Aber auch thematische Trends gab es in den letzten Jahren zu beobachten, wenngleich ich aber auch finde, das diese in den Jahren, in denen Mechaniken vorherrschend sind, weniger im Fokus stehen. Erst als die ganzen mechanischen Trends abebbten, entwickelten sich neue thematische. Ein Spiel wurde dabei in den letzten Jahren zu einem nicht zu übersehendem Trendsetter. Flügelschlag öffnete Tür und Tor für das bis dato nischige Thema Natur. Es stellte Vögel und die Schönheit der Tiere durch entsprechendes Artwork in seinen Fokus und verband das ganze mit einem Spiel, dass die Massen begeisterte. Plötzlich und quasi über Nacht wurde das Thema Natur in das Rampenlicht der Brettspielwelt gezerrt und dort steht es bis heute. Den Anfang machten in einem Jahr plötzlich sieben oder acht Bienenspiele, die auf der SPIEL veröffentlicht wurden. Es waren auf jeden Fall soviele, dass es auffiel. Inzwischen ist das Thema Natur nicht mehr wegzudenken und das ist auch gut so. Neue Themen bereichern diesen Kosmos und lange Zeit gab es neben Fantasy und Science Fiction nur das Mittelalter und den Handel im Mittelmeer.

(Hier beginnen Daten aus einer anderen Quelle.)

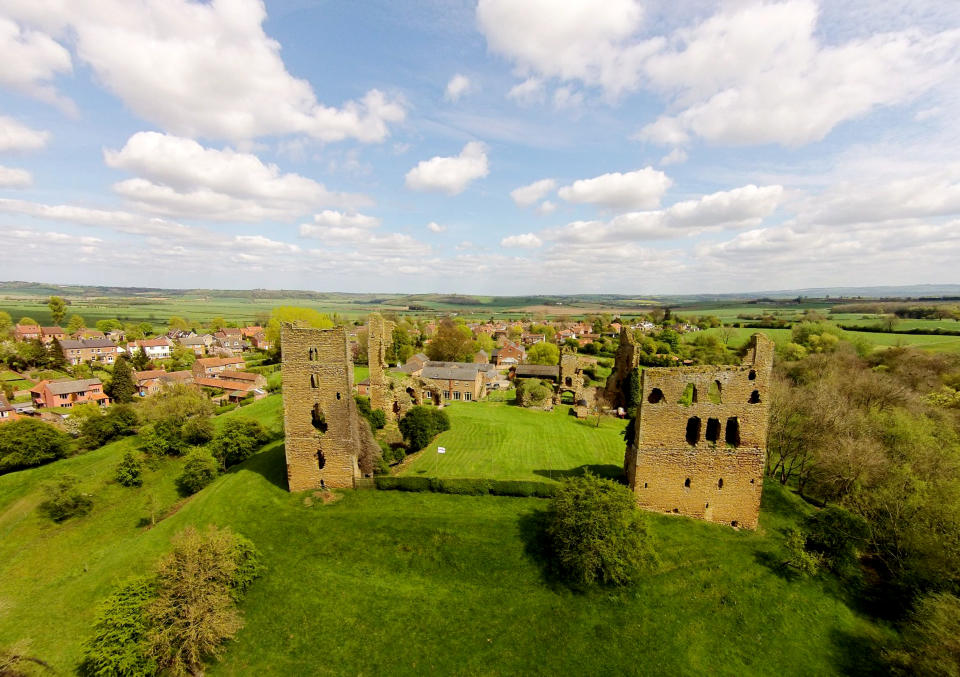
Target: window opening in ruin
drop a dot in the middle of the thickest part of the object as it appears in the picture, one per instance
(713, 394)
(318, 419)
(689, 395)
(713, 430)
(693, 430)
(732, 436)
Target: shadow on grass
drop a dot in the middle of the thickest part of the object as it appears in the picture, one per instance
(608, 471)
(269, 464)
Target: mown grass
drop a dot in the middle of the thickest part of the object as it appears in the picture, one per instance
(501, 440)
(398, 583)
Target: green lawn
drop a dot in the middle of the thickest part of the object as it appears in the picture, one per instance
(397, 583)
(500, 440)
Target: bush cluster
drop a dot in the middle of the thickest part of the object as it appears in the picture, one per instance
(421, 424)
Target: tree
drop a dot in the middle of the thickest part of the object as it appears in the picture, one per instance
(6, 323)
(29, 442)
(543, 353)
(236, 441)
(452, 343)
(421, 424)
(122, 386)
(129, 472)
(75, 324)
(597, 534)
(58, 309)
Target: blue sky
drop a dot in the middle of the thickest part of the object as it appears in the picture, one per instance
(480, 147)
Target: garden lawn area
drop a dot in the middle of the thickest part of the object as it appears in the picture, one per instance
(503, 441)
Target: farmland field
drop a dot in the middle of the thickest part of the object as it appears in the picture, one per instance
(500, 440)
(396, 583)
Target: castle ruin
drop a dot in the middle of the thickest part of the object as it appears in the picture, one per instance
(700, 439)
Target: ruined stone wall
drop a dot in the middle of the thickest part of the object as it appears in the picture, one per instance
(378, 338)
(705, 458)
(319, 414)
(625, 361)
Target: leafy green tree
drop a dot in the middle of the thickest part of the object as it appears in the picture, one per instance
(129, 472)
(452, 343)
(543, 353)
(58, 309)
(199, 471)
(421, 424)
(597, 534)
(75, 324)
(122, 386)
(64, 500)
(30, 442)
(236, 441)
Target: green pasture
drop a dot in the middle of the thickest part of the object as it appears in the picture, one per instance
(395, 583)
(504, 441)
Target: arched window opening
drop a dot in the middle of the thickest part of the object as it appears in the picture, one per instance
(714, 393)
(732, 435)
(693, 430)
(689, 395)
(713, 430)
(318, 419)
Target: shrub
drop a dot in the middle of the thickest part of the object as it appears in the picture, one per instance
(237, 440)
(597, 534)
(118, 645)
(64, 500)
(129, 471)
(199, 471)
(421, 424)
(198, 430)
(29, 442)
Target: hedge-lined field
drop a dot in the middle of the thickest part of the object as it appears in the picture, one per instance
(504, 441)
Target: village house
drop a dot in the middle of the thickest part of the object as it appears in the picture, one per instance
(62, 393)
(211, 367)
(509, 354)
(26, 332)
(89, 350)
(464, 383)
(155, 349)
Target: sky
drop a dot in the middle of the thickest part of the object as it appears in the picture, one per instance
(492, 147)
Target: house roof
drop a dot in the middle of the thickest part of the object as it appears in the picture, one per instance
(538, 370)
(71, 386)
(451, 373)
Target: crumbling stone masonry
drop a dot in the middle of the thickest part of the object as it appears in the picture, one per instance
(700, 439)
(319, 414)
(625, 361)
(379, 336)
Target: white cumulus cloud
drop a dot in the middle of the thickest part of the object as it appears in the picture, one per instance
(640, 189)
(450, 175)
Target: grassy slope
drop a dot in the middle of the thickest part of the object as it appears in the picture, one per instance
(509, 442)
(390, 582)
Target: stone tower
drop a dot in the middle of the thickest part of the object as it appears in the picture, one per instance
(700, 439)
(320, 417)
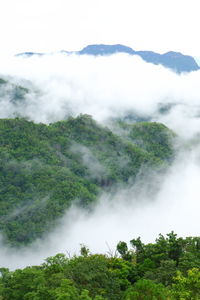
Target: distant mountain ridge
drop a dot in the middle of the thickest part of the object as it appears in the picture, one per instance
(176, 61)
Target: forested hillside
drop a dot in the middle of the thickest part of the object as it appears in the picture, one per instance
(168, 269)
(46, 168)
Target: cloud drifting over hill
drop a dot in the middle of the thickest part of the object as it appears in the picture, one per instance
(118, 86)
(115, 86)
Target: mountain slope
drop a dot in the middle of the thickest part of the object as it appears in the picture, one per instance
(44, 169)
(175, 61)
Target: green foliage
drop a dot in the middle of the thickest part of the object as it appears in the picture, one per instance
(44, 169)
(101, 277)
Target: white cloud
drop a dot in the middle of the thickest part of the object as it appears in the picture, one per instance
(110, 87)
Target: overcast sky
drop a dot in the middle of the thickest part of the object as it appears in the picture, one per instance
(52, 25)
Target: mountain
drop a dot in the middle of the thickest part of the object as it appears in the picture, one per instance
(175, 61)
(44, 169)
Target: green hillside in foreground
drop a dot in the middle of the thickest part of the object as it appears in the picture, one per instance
(168, 269)
(45, 168)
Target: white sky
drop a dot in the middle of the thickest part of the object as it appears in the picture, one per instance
(51, 25)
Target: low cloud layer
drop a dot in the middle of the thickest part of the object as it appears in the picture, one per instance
(60, 85)
(110, 87)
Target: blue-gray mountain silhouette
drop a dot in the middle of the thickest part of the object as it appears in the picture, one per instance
(173, 60)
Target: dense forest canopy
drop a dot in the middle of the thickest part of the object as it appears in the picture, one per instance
(46, 168)
(168, 269)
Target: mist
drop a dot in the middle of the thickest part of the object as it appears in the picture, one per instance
(116, 86)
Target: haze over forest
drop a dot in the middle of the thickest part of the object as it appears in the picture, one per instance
(113, 89)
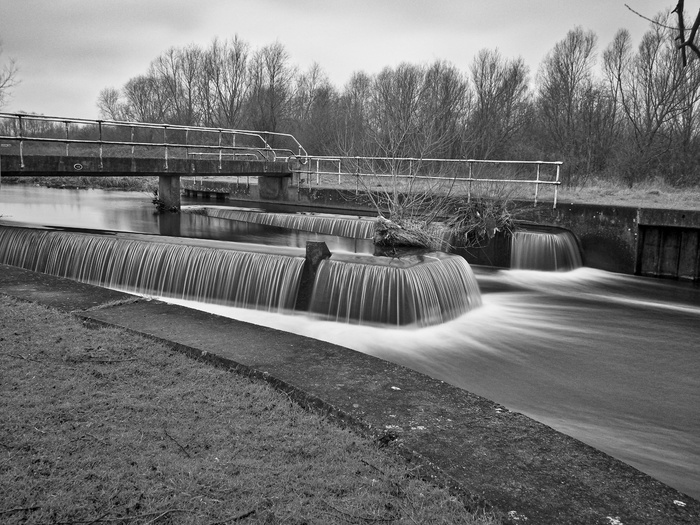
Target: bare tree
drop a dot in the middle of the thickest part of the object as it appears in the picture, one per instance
(353, 115)
(271, 78)
(501, 101)
(111, 106)
(314, 103)
(657, 96)
(8, 78)
(225, 78)
(574, 107)
(179, 73)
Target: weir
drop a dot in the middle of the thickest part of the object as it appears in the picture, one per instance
(357, 289)
(427, 289)
(354, 227)
(555, 250)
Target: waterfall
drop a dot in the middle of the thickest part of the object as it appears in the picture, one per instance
(544, 250)
(166, 268)
(355, 227)
(417, 290)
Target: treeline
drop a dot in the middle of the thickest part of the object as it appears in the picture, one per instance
(628, 114)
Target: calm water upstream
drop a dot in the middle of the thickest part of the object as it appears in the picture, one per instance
(612, 360)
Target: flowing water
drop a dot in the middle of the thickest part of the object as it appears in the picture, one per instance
(612, 360)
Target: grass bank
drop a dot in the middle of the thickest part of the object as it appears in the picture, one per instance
(103, 426)
(104, 183)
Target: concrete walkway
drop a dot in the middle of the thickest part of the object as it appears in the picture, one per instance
(484, 452)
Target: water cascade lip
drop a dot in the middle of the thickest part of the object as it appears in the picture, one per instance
(418, 290)
(355, 227)
(214, 272)
(541, 248)
(415, 290)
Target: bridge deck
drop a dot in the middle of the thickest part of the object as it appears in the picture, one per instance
(62, 165)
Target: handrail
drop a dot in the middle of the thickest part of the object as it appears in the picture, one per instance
(312, 166)
(259, 135)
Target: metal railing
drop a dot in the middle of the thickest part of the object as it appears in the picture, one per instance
(221, 143)
(216, 142)
(460, 175)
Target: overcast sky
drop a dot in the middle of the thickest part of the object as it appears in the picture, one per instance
(68, 50)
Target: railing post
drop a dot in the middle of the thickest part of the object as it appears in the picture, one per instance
(165, 144)
(21, 142)
(99, 127)
(219, 149)
(67, 137)
(469, 186)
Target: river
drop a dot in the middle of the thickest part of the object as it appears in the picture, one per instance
(610, 359)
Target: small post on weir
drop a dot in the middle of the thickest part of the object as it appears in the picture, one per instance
(316, 252)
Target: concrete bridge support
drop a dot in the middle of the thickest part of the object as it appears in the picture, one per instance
(169, 192)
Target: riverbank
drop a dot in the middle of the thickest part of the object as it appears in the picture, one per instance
(108, 426)
(485, 452)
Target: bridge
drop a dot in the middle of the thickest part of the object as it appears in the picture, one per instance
(39, 145)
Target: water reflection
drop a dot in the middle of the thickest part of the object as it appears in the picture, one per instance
(134, 212)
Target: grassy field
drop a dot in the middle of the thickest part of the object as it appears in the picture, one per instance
(102, 426)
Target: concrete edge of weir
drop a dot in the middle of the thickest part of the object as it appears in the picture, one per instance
(489, 456)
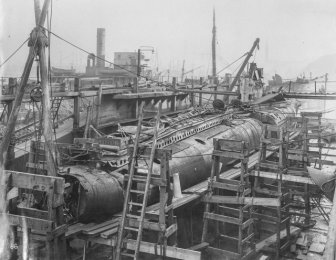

Wenn ich tief genug grabe finde ich natürlich fast zu jedem Thema ein Brettspiel. Sie sind meist immer schon da, aber in der Breite fehlt es. Was fehlt, ist in der Regel eine Initialzündung, ein Spiel das beweist, dass dieses Thema funktioniert und sich ein Spiel gut verkauft. Dann entstehen bei allen Verlagen plötzlich Spiele, die sich dieser Themen bedienen. Vor den Bienen war es übrigens die Tiefsee und ich bin gespannt was die Zukunft bringt. Da die Themen der Brettspielwelt natürlich auch immer die aktuellen Ereignisse abbilden, würde ich prognostizieren, dass es in den nächsten Jahrgängen vermehrt Spiele zum Umweltschutz und Spiele mit dem Thema Energie geben wird. Was meint ihr? Liege ich falsch oder habt ihr Ergänzungen beizutragen. Habe ich was vergessen? Welche Themen kommen in der Zukunft zum Zuge und was denkt ihr wird das nächste neue mechanische Ding werden?